LEXINGTON, Ohio — Jim Campbell remains calm, at least outwardly, even though one of General Motors' four factory-backed cars was involved in a minor mishap just prior to the final race on this busy Sunday at Mid-Ohio Sports Car Course.
"I've only been doing this for 20 years," Campbell says, smiling as he strides toward Cadillac's garages, where engineers are mending the No. 31 Whelen Engineering Cadillac DPi-V.R Prototype racer's front nose and wing. "Believe me, this is not a relaxing moment right now."
GM's vice president of performance vehicles and motorsports is not one to wear his heart on his sleeve. He prefers brands instead. Today, Campbell, who has held the position since August 2010, has logos for Cadillac Racing on his left polo sleeve and Corvette Racing on his right sleeve. Both are competing here in the IMSA WeatherTech SportsCar Championship.
On race days, the burly 53-year-old is GM's on-the-scene ambassador to its teams, drivers, sponsors and racing league officials. He's there to make sure all goes smoothly — or as smoothly as possible. Throughout the day, he is in conversation with officials from each GM team, including drivers, engineers and race strategists. The work is mostly done prior to races, allowing Campbell to be an omniscient observer when the green flag is waved, listening to all communications from his teams through a headset.

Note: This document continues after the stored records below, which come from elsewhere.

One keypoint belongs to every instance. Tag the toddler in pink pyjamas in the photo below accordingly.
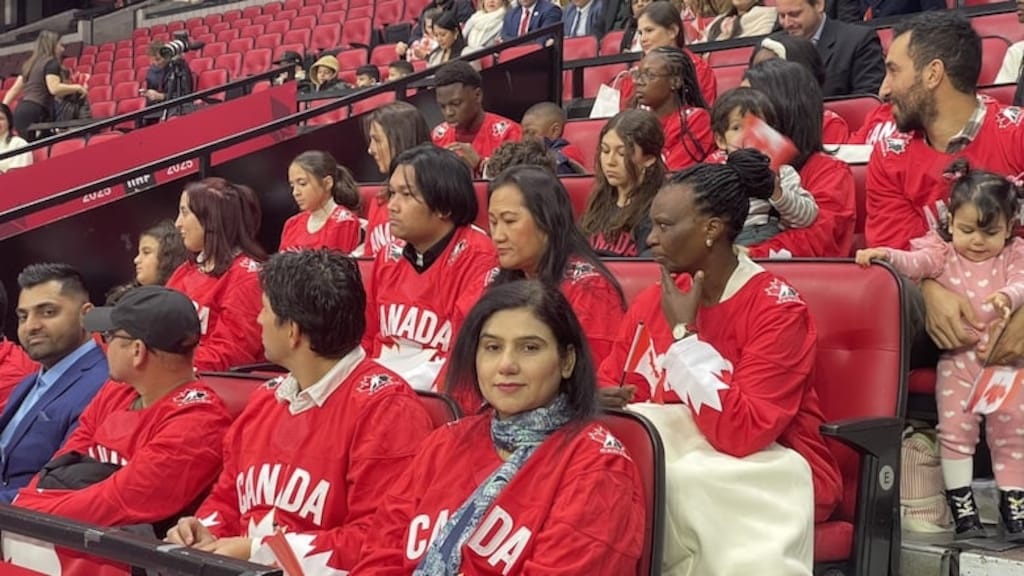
(978, 257)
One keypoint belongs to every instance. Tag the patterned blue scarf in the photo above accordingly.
(519, 435)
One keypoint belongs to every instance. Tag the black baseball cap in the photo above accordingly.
(163, 319)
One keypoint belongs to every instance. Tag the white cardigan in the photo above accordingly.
(19, 161)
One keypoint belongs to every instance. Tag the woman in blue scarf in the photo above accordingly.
(532, 484)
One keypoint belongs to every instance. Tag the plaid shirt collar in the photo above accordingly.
(970, 130)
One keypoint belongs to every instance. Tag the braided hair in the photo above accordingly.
(688, 94)
(725, 190)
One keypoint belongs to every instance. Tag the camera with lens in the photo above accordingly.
(178, 46)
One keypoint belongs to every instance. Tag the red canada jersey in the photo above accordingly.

For Campbell, of course, it's not just a job. It's a flat-out passion — and the culmination of a lifelong dream. GM and race-car performance are in his blood.
His grandfather and father worked for the Detroit automaker and like many Motor City natives, Campbell grew up with posters of fire-breathing Chevrolet Camaros and Corvettes festooning his bedroom wall.
"I have not done racing, but I've always loved performance," he said. "I remember having these different posters in my room. My dream was to someday work on Corvette and Camaro."
Campbell isn't an engineer. He has a BA in economics from the University of Michigan and an MBA from Notre Dame. But he secured his racing DNA from the Indianapolis Motor Speedway.